Bu yapı 1242'de Darüşşifa'ya ek olarak inşaa edildiğinden, duvarlarında kadehe sarılmış yılan ile birbirine dolanmış çift başlı ejder figürü varmış. Bugün eczacılık ve tıp sembolü olarak kullanılan figürlerden eczacılık sembolü olan kadehe sarılı yılan figürü Çankırı Müzesi'nde sergileniyor. Ancak tıp sembolü olan birbirine dolanmış çift başlı ejder figürünün orijinali kaybolmuş.

Çankırı'da kültür ve gelenek olarak ahiliğe yaslanan yârenlik, ticarî, sosyal ve ahlakî anlamda birçok pratiği içselleştiren, zamanında büyük fonksiyon icra etmiş bir müessesedir. Şimdilerde birçok alanda olduğu gibi sadece bir turistik öğe olarak kalsa da unutulmamış. Şehrin eski kütüphanesi, bir yâren evi olarak, yâren geleneğini hâlâ devam ettiriyor.

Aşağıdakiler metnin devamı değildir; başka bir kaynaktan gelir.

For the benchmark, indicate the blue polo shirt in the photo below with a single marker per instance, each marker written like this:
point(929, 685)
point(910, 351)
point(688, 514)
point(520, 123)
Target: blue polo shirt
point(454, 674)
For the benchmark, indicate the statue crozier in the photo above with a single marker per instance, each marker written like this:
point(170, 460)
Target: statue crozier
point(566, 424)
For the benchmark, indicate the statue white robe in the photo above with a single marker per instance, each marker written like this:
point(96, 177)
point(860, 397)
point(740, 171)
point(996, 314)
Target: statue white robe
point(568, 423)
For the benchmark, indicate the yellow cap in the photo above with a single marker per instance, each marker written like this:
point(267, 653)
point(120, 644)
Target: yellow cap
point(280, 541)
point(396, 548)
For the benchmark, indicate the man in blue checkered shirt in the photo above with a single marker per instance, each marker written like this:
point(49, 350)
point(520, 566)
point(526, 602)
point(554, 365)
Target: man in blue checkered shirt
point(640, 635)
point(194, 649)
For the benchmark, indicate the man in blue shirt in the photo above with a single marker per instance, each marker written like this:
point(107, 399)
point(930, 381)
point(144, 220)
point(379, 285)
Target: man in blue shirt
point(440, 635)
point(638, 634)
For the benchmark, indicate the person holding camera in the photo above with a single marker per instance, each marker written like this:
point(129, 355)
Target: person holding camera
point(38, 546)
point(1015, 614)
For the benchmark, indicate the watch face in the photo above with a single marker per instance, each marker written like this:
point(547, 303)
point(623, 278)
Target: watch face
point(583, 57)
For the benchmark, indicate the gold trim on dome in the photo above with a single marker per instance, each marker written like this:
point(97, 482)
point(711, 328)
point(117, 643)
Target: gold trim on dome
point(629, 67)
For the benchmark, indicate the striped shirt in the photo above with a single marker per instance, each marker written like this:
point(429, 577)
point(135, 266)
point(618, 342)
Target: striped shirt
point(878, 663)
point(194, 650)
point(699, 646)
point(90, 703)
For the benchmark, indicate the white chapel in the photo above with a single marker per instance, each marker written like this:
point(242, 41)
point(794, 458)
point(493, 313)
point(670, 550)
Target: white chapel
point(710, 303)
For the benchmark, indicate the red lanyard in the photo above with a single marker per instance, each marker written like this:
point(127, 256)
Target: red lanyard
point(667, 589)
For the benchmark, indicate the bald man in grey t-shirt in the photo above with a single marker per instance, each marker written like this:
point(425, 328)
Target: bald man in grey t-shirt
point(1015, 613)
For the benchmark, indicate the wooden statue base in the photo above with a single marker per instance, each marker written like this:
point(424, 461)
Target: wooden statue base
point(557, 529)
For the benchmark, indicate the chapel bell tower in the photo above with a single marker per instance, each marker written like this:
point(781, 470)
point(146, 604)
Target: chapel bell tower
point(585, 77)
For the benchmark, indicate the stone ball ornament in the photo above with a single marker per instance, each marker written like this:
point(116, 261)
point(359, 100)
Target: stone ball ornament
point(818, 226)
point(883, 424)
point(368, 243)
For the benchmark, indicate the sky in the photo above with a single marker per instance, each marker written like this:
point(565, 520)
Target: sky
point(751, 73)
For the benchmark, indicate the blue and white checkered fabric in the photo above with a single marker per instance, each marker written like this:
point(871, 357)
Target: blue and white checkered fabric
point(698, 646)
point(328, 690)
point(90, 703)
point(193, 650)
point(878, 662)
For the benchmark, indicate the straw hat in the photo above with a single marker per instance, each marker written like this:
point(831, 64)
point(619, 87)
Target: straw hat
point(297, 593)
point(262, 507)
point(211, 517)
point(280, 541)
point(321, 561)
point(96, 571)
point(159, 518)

Merkeze 20 metre mesafede bulunan, Türkiye'nin rezerv itibarıyla en büyük tuz mağarası ve Çankırı'nın görülmesi gereken yerlerinden biri. Burada üretilen tuz sofralarda, karayollarında ve hayvanlarda yalama tuzu olarak kullanılmak üzere Türkiye'nin dört bir tarafına dağıtılır.

Çankırı'nın kendine mahsus yemekleri vardır. Çorbalardan toyga denilen ayranlı buğday çorbasını ve yine yöreye mahsus, yumurta ile yapılan ve diğer yörelere göre daha ince, az katlı su böreğini; aynı böreğin tavada kızartılan ve el böreği denilen bir çeşidini ilk sıraya koyabiliriz. Şebit denilen ve şerbetle tatlandırılmış yufkadan yapılıp dürüm gibi yenilen tatlısını ve yine Çankırı'ya has tahin helvasını tavsiye edebiliriz; tabii ki pek çok vilayetimizde satışı olsa da Çankırı kavununu bir de burada yemelisiniz.




Tıpkı merkez gibi şehrin diğer ilçeleri de görülesi güzelliklerle bezelidir. Tam mevsimindeyken Ilgaz Dağı hem millî parkı hem de kayak merkezi sizi bekliyor. Burada kar altındaki çamların seyrine doyum olmaz. Yanı başındaki Kurşunlu ilçesi, Çerkeş, Orta, Yapraklı, Eldivan ile Kızılırmak ilçesi ve nehri, Sakaeli ve Beşdut Kaya Mezarları ve Çavundur Termal Hamamı ile hem kültürel bir seyahat yapmış olursunuz hem de dinlenip mutlu olabilirsiniz.